Insert documents

Documents represent a single row or record of data in Astra DB Serverless databases.

You use the Collection class to work with documents through the Data API clients. For instructions to get a Collection object, see Work with collections.

For general information about working with documents, including common operations and operators, see the Work with documents.

For more information about the Data API and clients, see Get started with the Data API.

Insert many documents

Insert multiple documents into a collection.

For information about the $vector and $vectorize reserved fields, see Vector and vectorize.

Python
TypeScript
Java
curl

For more information, see the Client reference.
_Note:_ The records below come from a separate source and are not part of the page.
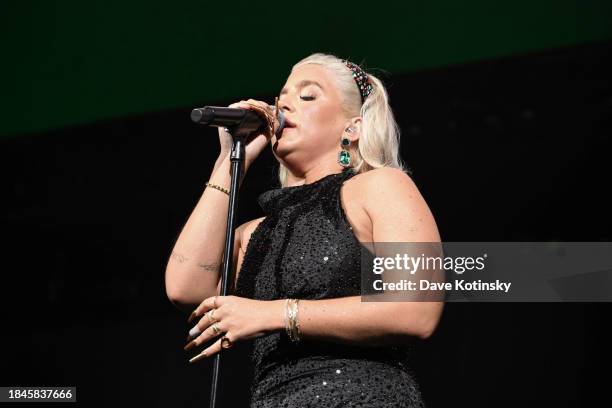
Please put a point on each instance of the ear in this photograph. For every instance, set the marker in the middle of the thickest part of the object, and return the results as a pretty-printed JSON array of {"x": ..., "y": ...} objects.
[{"x": 354, "y": 124}]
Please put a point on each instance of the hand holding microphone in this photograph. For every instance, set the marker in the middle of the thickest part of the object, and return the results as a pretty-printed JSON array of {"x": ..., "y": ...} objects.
[{"x": 257, "y": 117}]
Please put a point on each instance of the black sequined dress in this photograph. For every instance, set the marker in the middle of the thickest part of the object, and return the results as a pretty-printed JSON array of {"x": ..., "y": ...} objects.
[{"x": 305, "y": 249}]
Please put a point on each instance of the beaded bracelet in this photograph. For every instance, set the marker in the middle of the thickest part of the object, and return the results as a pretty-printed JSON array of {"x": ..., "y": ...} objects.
[
  {"x": 292, "y": 324},
  {"x": 226, "y": 191}
]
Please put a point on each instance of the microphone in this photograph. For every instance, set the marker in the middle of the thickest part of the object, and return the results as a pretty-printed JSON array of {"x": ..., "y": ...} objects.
[{"x": 242, "y": 120}]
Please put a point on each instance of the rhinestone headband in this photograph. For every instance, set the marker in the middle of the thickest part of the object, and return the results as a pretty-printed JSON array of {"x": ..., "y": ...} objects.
[{"x": 361, "y": 78}]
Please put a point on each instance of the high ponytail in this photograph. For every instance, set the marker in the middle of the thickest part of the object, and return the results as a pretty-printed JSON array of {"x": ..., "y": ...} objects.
[{"x": 378, "y": 144}]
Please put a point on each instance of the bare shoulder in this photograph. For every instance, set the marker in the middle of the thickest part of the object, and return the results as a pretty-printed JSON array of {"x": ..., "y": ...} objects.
[
  {"x": 394, "y": 205},
  {"x": 384, "y": 181}
]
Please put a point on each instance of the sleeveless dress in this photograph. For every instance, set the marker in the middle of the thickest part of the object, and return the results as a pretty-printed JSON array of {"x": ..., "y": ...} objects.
[{"x": 305, "y": 249}]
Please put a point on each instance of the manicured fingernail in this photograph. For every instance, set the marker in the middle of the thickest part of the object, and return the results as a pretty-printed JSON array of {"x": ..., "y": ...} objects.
[
  {"x": 198, "y": 357},
  {"x": 191, "y": 316},
  {"x": 195, "y": 331},
  {"x": 190, "y": 345}
]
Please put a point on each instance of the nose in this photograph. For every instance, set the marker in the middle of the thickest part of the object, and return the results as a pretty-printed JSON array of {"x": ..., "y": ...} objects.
[{"x": 284, "y": 104}]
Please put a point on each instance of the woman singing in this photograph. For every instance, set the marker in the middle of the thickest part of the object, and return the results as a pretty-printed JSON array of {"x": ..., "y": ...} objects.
[{"x": 297, "y": 282}]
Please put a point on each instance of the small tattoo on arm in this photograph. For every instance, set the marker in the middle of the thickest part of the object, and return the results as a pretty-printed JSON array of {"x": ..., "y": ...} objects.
[
  {"x": 209, "y": 267},
  {"x": 178, "y": 257}
]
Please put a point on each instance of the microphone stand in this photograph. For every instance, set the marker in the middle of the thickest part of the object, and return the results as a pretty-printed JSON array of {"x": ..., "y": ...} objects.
[
  {"x": 237, "y": 157},
  {"x": 239, "y": 132}
]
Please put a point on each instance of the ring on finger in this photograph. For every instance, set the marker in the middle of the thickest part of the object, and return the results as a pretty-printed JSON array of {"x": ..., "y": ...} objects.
[{"x": 226, "y": 343}]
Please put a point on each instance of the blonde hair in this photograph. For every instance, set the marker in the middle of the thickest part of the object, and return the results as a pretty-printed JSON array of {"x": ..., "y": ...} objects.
[{"x": 378, "y": 144}]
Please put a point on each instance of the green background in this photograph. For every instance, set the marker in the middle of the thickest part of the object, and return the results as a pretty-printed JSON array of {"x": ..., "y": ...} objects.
[{"x": 73, "y": 62}]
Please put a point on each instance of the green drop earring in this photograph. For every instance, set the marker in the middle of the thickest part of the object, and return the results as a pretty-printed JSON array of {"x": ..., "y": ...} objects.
[{"x": 344, "y": 157}]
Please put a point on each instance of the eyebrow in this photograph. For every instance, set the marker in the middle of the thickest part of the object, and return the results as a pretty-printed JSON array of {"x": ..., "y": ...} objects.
[{"x": 302, "y": 83}]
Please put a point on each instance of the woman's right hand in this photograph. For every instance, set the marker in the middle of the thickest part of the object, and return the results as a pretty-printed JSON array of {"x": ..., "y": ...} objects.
[{"x": 255, "y": 143}]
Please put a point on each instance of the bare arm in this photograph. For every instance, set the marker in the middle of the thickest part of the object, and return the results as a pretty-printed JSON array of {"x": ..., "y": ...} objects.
[
  {"x": 192, "y": 272},
  {"x": 398, "y": 214}
]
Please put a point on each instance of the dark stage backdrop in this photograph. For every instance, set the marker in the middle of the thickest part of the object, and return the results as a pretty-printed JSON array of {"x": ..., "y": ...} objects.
[
  {"x": 503, "y": 149},
  {"x": 71, "y": 62}
]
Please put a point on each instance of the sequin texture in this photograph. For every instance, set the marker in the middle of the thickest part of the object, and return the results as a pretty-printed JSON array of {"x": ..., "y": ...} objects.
[{"x": 305, "y": 249}]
Insert documents with vector embeddings:

response = collection.insert_many(
    [
        {
            "_id": 101,
            "name": "John Doe",
            "$vector": [.12, .52, .32],
        },
        {
            # ID is generated automatically
            "name": "Jane Doe",
            "$vector": [.08, .68, .30],
        },
    ],
)

Insert multiple documents and generate vector embeddings automatically:

response = collection.insert_many(
    [
        {
            "name": "John Doe",
            "$vectorize": "Text to vectorize for John Doe",
        },
        {
            "name": "Jane Doe",
            "$vectorize": "Text to vectorize for Jane Doe",
        },
    ],
)

Parameters:

Name Type Summary

documents

Iterable[Dict[str, Any]]

An iterable of dictionaries, each a document to insert. Documents may specify their _id field or leave it out, in which case it will be added automatically. Each document may contain the $vector or the $vectorize fields, but not both.

ordered

bool

If False (default), the insertions can occur in arbitrary order and possibly concurrently. If True, they are processed sequentially. If you don’t need ordered inserts, DataStax recommends setting this parameter to False for faster performance.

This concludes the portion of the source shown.